Translate

24 Şubat 2019 Pazar

BİR İNCE İŞTİR YAŞAMAK DEDİĞİN

Iskalamamak için yaşamı, her verili bilginin ve sorgusuz sualsiz kabullenilmiş bütün ilkel öğretilerin yıkılıp, tüm yaşam algısının yeniden yapılandırılması gerekir.
Bir çözüm üretmek, bilinç ve farkındalık oluşturabilmek için ruhsal olgunluk ve sağlıklı bir sevgi anlayışına da sahip olmak gerekir.
İnsanı güdüleyen şey, yaşamını anlamlı kılma çabasıdır. Bunun yanında; herkes için geçerli evrensel bir anlam yoktur.

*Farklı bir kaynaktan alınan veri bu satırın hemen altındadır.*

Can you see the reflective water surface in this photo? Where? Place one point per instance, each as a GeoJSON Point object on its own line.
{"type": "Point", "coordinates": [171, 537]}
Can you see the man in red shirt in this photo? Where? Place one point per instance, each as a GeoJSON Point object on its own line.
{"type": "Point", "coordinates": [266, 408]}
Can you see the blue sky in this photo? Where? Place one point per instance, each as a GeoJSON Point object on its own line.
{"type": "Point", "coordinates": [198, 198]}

Her birey için, yaşamın anlamı farklı olabilir. Önemli olan, o bütünün parçasıyken, yaşamı yaşanılır ve anlamlı kılmaktır.

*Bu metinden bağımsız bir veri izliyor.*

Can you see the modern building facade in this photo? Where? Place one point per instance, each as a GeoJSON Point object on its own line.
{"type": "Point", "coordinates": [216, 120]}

Schopenhauer bu konuda çok güzel bir örnekleme yapmış;
''Soğuk bir kış sabahı, çok sayıda oklu kirpi donmamak için birbirine bir hayli yaklaştılar.
Az sonra oklarının farkına vardılar ve ayrıldılar. Üşüyünce birbirlerine tekrar yaklaştılar. Oklar rahatsız edince yine uzaklaştılar.
Soğuktan donmakla, batan okların acısı arasında gidip gelerek yaşadıkları ikilemi, aralarındaki uzaklık, her iki acıya da tahammül edebilecekleri bir noktaya ulaşıncaya kadar sürdü.
İnsanları bir araya getiren, iç dünyalarının boşluk ve tekdüzeliğidir. Ters gelen özellikler ve tahammül edemedikleri hatalar onları birbirinden uzaklaştırır.
Sonunda, bir arada var olabilecekleri, nezaket ve görgünün belirlediği ortak noktada buluşurlar. Bu uzaklıkta duramayanlara, “mesafeni koru!” denir. Bu noktada, çevrenin sıcaklığını hissetme arzusu kısmen karşılanırken, okların acısı da hissedilmemiş olur.
Kendi iç sıcaklığı çok yüksek olanlar ise, sıkıntı vermemek, ve de sıkıntı çekmemek için, topluluklardan uzak durmayı tercih ederler.”